Dia hanya pamit ke mamaku. Ke
saya, tidak. Padahal tujuan awalnya adalah menegokku. Sudah kuduga, ia datang
sekaligus membawa berita terhangat menurut versinya. Lalu membahasnya dan
merubah suasana menjadi bergosip ria. Sudah jadi kebiasaannya demikian. Kalau
mamaku yang ia temui, maka kepada mamaku ia akan menuntaskan ocehan miringnya. Jika sudah demikian, mamaku hanya akan meladeninya seadanya. Seperti
bagaimana ia meladeni setiap berita terhangat yang dibawanya berkarung-karung
pagi tadi. Ia bisa saja membicarakan seiisi kampung. Ia akan bersemangat
meskipun perut masih kosong, dan tumpukan pakaian di atas ember masih
mengapung.
Mamaku terlalu amat sering curhat
kecolongan padaku. Terkadang, jika hatinya seperti di hujam belati, maka bulir
bulir air mata akan merembes dan membasahi kulit pipinya yang mulai menua. Perempuan bertubuh gempal itu pelakunya. Ia terlalu sering menjadi kan mamaku
korban sakit hati. Baiknya, karena mama tidak pernah menaruh dendam. Jika pagi
tadi ia meladeni dongeng-dongeng perempuan gempal itu seadanya, mungkin esok
diirnya lagi yang akan di jadikan pemain utama dalam dongeng yang dikemasnya.
Apatah kemudian menceritakan kepada tetangga samping rumah lalu tetangga
samping rumah yang telah di recoki telinganya akan menyampaikan kepada mamaku.
Seperti kemarin kemarin itu. Akh.....kehidupan. Seperti itukah lakonnya? Dan
pagi ini, perempuan gempal itu datang sebagai malaikat kepadaku. Kepada anak yang ibunya sering ia buat sakit hati. Membawakan
dua bungkus biskuit kacang kesuakaanku dan beberapa buah jagung muda untuk membaluri bekas
cacarku. Terimakasih untuk itu. ^:^
Ma’ sudah ku katakan, tetaplah berlaku di jalan yang semestinya.

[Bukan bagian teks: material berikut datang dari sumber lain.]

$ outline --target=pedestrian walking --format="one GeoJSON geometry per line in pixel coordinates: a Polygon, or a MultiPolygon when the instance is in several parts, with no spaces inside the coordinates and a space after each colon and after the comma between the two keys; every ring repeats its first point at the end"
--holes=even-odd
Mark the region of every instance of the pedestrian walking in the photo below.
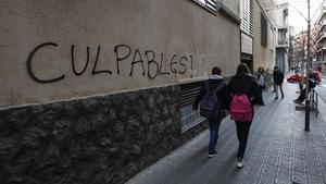
{"type": "Polygon", "coordinates": [[[239,148],[237,154],[237,167],[244,165],[243,156],[247,147],[249,131],[253,118],[253,106],[263,106],[261,90],[255,77],[249,72],[247,64],[238,65],[237,74],[231,77],[228,84],[230,93],[230,119],[236,122],[239,148]]]}
{"type": "MultiPolygon", "coordinates": [[[[309,91],[311,91],[311,89],[315,88],[316,85],[317,85],[316,76],[311,73],[309,75],[309,91]]],[[[305,99],[305,90],[306,90],[306,87],[304,87],[303,89],[300,90],[299,97],[293,100],[294,103],[302,103],[304,101],[304,99],[305,99]]]]}
{"type": "Polygon", "coordinates": [[[198,110],[200,103],[200,115],[206,118],[210,123],[209,157],[216,155],[218,130],[221,121],[226,116],[228,99],[227,85],[222,76],[222,70],[215,66],[212,75],[201,86],[192,107],[193,110],[198,110]]]}
{"type": "Polygon", "coordinates": [[[261,90],[266,89],[265,85],[265,70],[260,66],[256,73],[256,82],[261,90]]]}
{"type": "Polygon", "coordinates": [[[278,99],[278,88],[280,90],[281,99],[284,98],[284,93],[283,93],[283,82],[284,82],[284,74],[278,70],[277,66],[274,66],[274,72],[273,72],[273,79],[274,79],[274,89],[275,89],[275,95],[276,97],[274,100],[278,99]]]}

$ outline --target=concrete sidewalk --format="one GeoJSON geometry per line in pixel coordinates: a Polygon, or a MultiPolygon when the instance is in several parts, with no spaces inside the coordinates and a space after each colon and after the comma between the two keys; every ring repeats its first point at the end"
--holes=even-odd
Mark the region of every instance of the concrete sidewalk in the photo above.
{"type": "Polygon", "coordinates": [[[284,84],[285,99],[264,93],[251,126],[246,165],[236,168],[235,123],[226,118],[220,130],[217,156],[208,158],[209,132],[146,169],[127,184],[324,184],[326,183],[326,123],[311,114],[304,132],[304,112],[296,111],[298,85],[284,84]]]}

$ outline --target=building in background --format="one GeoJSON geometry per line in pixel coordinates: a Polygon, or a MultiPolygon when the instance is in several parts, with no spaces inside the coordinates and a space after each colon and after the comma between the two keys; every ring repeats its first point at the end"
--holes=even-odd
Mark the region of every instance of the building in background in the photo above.
{"type": "Polygon", "coordinates": [[[192,101],[235,73],[239,24],[229,0],[1,0],[1,183],[120,184],[163,158],[206,127],[192,101]]]}
{"type": "Polygon", "coordinates": [[[271,0],[240,0],[241,62],[252,71],[262,66],[271,70],[275,63],[274,14],[267,9],[271,0]]]}
{"type": "Polygon", "coordinates": [[[297,61],[294,60],[294,45],[296,45],[296,32],[293,26],[289,26],[289,51],[288,51],[288,62],[289,68],[294,69],[297,61]]]}
{"type": "Polygon", "coordinates": [[[316,61],[315,64],[321,72],[326,71],[326,4],[324,3],[321,14],[316,20],[316,61]]]}
{"type": "Polygon", "coordinates": [[[289,49],[289,4],[287,0],[275,0],[275,26],[276,26],[276,63],[280,71],[289,70],[288,49],[289,49]]]}
{"type": "Polygon", "coordinates": [[[306,56],[306,30],[294,35],[293,40],[293,64],[296,69],[303,69],[305,66],[305,56],[306,56]]]}

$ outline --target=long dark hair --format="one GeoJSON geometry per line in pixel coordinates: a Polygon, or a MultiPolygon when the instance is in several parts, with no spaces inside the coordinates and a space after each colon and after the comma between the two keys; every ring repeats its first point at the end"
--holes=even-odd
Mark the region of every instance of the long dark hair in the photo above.
{"type": "Polygon", "coordinates": [[[237,75],[250,75],[250,70],[246,63],[240,63],[237,68],[237,75]]]}

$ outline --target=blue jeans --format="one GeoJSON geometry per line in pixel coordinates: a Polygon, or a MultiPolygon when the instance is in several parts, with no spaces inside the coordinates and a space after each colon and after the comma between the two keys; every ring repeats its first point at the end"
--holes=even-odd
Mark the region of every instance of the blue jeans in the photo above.
{"type": "Polygon", "coordinates": [[[210,144],[209,144],[209,151],[214,151],[215,146],[218,139],[218,130],[221,125],[221,119],[209,119],[210,123],[210,144]]]}

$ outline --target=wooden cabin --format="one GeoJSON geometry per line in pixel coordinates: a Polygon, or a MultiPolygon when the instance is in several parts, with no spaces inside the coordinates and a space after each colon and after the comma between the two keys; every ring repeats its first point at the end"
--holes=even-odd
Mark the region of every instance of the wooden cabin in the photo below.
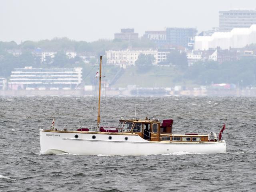
{"type": "Polygon", "coordinates": [[[130,133],[139,135],[150,141],[163,142],[208,142],[208,135],[196,133],[174,134],[172,132],[173,120],[165,120],[161,123],[158,120],[122,120],[117,128],[119,132],[130,133]]]}

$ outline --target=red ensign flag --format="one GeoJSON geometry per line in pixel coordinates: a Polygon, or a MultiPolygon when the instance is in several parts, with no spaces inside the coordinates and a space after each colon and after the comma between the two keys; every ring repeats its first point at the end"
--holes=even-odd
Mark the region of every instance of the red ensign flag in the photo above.
{"type": "Polygon", "coordinates": [[[223,133],[223,131],[224,131],[224,130],[225,130],[225,128],[226,128],[226,122],[227,121],[227,120],[226,120],[226,121],[225,121],[225,123],[224,123],[224,124],[223,124],[223,126],[222,127],[222,128],[221,129],[221,130],[220,130],[220,133],[219,133],[219,140],[220,141],[220,140],[221,140],[221,138],[222,137],[222,133],[223,133]]]}

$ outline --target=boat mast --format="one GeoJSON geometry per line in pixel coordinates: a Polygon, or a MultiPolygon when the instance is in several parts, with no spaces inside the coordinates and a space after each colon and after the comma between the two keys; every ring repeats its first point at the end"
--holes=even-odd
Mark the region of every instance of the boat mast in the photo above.
{"type": "Polygon", "coordinates": [[[99,104],[98,109],[98,118],[97,118],[97,128],[98,129],[100,127],[100,89],[101,85],[101,63],[102,60],[102,56],[100,57],[100,80],[99,86],[99,104]]]}

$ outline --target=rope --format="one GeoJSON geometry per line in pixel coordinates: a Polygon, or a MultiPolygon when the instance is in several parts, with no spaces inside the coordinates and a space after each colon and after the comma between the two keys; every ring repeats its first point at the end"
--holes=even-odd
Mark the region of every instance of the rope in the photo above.
{"type": "MultiPolygon", "coordinates": [[[[91,73],[91,72],[92,72],[92,70],[94,68],[94,67],[96,65],[96,64],[97,64],[97,63],[98,62],[98,60],[97,61],[97,62],[96,62],[95,63],[95,64],[94,64],[94,65],[93,66],[92,68],[92,69],[91,69],[91,70],[90,70],[90,71],[89,72],[86,74],[86,75],[85,76],[85,77],[84,77],[83,80],[82,80],[82,81],[81,82],[81,83],[80,83],[80,84],[77,86],[77,87],[79,87],[81,84],[82,84],[82,82],[84,82],[84,80],[85,80],[86,78],[87,78],[87,77],[89,75],[89,74],[91,73]]],[[[74,91],[73,92],[72,92],[72,93],[71,93],[71,95],[73,95],[73,94],[74,94],[74,93],[76,91],[76,90],[74,90],[74,91]]],[[[63,105],[61,104],[60,106],[59,106],[59,107],[58,107],[58,108],[57,108],[57,109],[55,110],[55,111],[56,112],[56,111],[58,111],[59,110],[59,109],[60,109],[60,108],[62,107],[63,106],[63,105]]],[[[53,116],[53,115],[54,114],[53,113],[52,114],[52,115],[51,116],[53,116]]]]}

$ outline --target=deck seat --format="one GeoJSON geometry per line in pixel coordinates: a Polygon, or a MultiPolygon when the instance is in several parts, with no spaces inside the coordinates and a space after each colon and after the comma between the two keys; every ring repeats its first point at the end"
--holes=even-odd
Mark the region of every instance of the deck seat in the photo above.
{"type": "Polygon", "coordinates": [[[172,127],[172,126],[173,123],[173,120],[172,119],[165,119],[163,120],[162,123],[161,124],[161,126],[162,127],[172,127]]]}
{"type": "Polygon", "coordinates": [[[165,119],[160,124],[160,131],[163,133],[171,133],[173,120],[172,119],[165,119]]]}
{"type": "Polygon", "coordinates": [[[100,127],[100,132],[107,132],[108,133],[118,133],[118,130],[115,127],[100,127]]]}
{"type": "Polygon", "coordinates": [[[88,128],[81,128],[76,130],[77,131],[89,131],[89,129],[88,128]]]}

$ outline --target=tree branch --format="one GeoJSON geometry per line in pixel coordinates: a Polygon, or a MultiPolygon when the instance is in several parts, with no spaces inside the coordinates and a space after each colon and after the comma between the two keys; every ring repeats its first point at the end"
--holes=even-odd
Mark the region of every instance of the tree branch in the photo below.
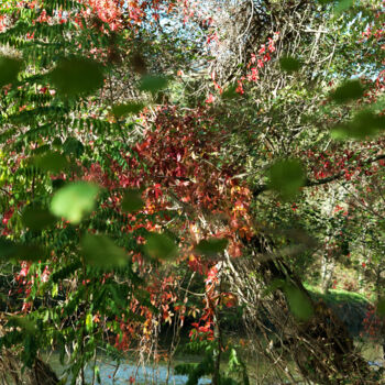
{"type": "MultiPolygon", "coordinates": [[[[366,165],[370,165],[372,163],[378,162],[381,160],[385,160],[385,154],[377,155],[374,158],[367,160],[367,161],[363,162],[362,165],[366,166],[366,165]]],[[[341,178],[344,174],[345,174],[345,172],[340,172],[340,173],[337,173],[334,175],[328,176],[328,177],[322,178],[322,179],[316,179],[316,180],[306,179],[304,187],[314,187],[314,186],[326,185],[328,183],[331,183],[331,182],[334,182],[334,180],[341,178]]],[[[253,197],[256,198],[260,194],[267,191],[268,189],[270,189],[268,185],[255,186],[255,188],[253,189],[253,197]]]]}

Biarkan mereka mau berkata apa. Pengabdianmu hanyalah pada pemilik usia dan
merawat anak-anakmu tampa suami adalah ibadah. Jika kemarin, mereka laksana serigala
yang beringas, hari ini mereka menjelma malaikat kesiangan. Esok-esok mereka
bisa saja menjelma ular beracun. Inilah kehidupan. Jangan menaruh dendam yah maa. Mama adalah wanita yang kuat. Allah
Maha Tahu.
Di pagi yang cerah. Serupa mendongeng tentangku, tentang mama, tentang perempuan gempal itu yang tak lain adalah Istri sepupuku.